Ainsi, celui-ci bâtit son spectacle en se projetant dans l’image du monde en train de se faire.
C’est sur ce même principe que sont pensés, à partir du XVIIIe siècle, et plus
particulièrement au XIXe siècle, les panoramas peints donnant l’illusion à la personne d’être
un acteur de l’image qu’il regarde, et bien avant, les tentatives d’inscrire dans la continuité
l’espace architectural et le paysage à l’aide des trompe-l’œil ou des salles de perspectives.
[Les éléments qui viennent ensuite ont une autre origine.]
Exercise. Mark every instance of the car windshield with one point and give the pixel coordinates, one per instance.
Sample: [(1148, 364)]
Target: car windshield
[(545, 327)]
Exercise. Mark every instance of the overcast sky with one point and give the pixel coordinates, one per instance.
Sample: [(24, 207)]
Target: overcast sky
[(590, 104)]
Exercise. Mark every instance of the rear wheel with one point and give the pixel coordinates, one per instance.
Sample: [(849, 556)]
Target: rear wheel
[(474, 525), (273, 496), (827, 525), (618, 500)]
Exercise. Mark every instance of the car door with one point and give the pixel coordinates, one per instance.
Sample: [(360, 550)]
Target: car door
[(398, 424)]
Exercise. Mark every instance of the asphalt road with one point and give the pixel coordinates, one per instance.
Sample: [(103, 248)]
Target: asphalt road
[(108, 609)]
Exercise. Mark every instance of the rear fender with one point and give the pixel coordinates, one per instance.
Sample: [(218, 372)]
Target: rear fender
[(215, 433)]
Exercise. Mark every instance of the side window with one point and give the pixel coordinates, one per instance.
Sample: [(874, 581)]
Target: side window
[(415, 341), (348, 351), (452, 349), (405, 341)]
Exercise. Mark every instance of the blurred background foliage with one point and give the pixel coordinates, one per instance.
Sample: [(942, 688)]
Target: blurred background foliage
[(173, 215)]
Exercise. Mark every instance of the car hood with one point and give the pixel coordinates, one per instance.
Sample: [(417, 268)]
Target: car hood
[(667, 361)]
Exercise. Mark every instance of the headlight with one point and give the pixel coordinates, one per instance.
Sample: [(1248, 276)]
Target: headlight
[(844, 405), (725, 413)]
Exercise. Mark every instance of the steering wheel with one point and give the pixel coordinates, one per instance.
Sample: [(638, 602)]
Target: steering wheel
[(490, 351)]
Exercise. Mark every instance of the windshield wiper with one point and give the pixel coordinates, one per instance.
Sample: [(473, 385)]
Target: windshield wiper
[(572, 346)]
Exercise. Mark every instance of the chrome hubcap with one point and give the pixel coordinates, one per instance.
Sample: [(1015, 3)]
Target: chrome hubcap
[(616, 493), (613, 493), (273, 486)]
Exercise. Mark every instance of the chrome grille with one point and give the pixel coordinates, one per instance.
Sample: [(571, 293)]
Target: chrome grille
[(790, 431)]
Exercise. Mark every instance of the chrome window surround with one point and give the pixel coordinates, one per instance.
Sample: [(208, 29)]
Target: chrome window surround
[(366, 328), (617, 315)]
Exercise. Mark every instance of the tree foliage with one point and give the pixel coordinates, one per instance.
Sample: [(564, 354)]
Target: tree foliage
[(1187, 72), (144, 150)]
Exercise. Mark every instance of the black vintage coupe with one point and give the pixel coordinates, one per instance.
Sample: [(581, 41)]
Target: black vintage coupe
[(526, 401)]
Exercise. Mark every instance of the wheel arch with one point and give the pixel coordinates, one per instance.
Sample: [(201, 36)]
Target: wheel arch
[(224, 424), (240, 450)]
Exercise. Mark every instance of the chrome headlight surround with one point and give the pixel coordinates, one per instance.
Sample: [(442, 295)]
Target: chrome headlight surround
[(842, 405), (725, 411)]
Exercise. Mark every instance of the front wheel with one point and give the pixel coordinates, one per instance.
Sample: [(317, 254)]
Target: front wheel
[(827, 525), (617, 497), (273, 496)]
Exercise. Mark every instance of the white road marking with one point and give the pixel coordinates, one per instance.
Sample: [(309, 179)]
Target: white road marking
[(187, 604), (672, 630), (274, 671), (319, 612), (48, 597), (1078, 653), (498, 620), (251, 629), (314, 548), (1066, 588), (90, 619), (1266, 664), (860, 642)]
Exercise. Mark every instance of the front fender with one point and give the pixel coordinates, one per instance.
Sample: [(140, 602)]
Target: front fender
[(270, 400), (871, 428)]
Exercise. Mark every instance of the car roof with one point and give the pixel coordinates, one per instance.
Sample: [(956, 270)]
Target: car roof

L’invention du panorama est principalement liée à la difficulté qu’a l’individu à situer
l’espace de vie face au développement des villes, plus étendues et plus animées. Ces
évolutions définissent une limite plus marquée entre l’espace collectif et l’espace privé que la
fenêtre ne peut résorber que très partiellement. Car si la fenêtre donne un accès au spectacle
de la rue, elle ne répond pas aux attentes des individus qui souhaitent prendre part pleinement
à ce qui se déroule sous leurs yeux.
Le rejet des règles du savoir sur lesquelles s’appuie l’ensemble des constructions
picturales depuis plus de quatre siècles permet de faire entrer celui qui regarde au cœur du
tableau.
Lorsque Claude Monet place le regardeur au centre de la représentation, il ne s’agit
plus de lui proposer une entrée unique. Au contraire, la vision directe de l’œil sur la nature
qu’il propose, et qui est liée à la vision qui s’offre aux peintres qui sortent à cette époque de
leur atelier pour travailler en extérieur, développe de nouveaux champs d’investigation pour
l’œil. Ce regard inédit va renouveler la pratique artistique en incluant dans la représentation
de l’objet, les données de l’espace qui le contient.
Par son geste sans fin qui emplit les toiles et par l’absence de tout signe permettant de
délimiter l’espace, l’image peinte par Claude Monet n’est plus la représentation figée d’« […]
un fragment de l’espace […] mais un fragment de la durée ».5 L’œil est transporté d’un bout à
l’autre du panneau, il contemple sans fin une image qu’il ne parvient pas à saisir. C’est un
processus identique qui est mis en œuvre dans la villa de Floirac.
En délimitant l’espace par des parois de verre, Rem Koolhaas plonge l’individu dans
une réalité, dans un monde en action, qui se construit par le collage de séquences, en
opposition à l’image contemplative que réalise la fenêtre traditionnelle.
Ces nouvelles données de la pensée de l’espace qui dissolvent la limite entre le dedans
et le dehors, et instaurent un regard actif, permettent une autre appropriation de l’espace
construit. Par ce décadrement le paysage nous est, dans sa totalité, donné à regarder, et fait de
l’individu un acteur du monde.
Notes
1
Meyer Schapiro, Style, artiste et société, Gallimard, Paris 1982, p. 443.
Paul Virilio, La machine de vision, Galilée, Paris 1988, p. 158.
3
Le Corbusier, Une petite maison, 1923 (1954), Birkhâuser, Basel-Boston-Berlin 2001, p. 80.
4
Le thème des Nymphéas est né chez Monet en 1897. Il le traitera jusqu’à la fin de sa vie en 1926.
5
Marianne Alphant, Claude Monet. Une vie dans le paysage, Hazan, Paris 1993, p. 710.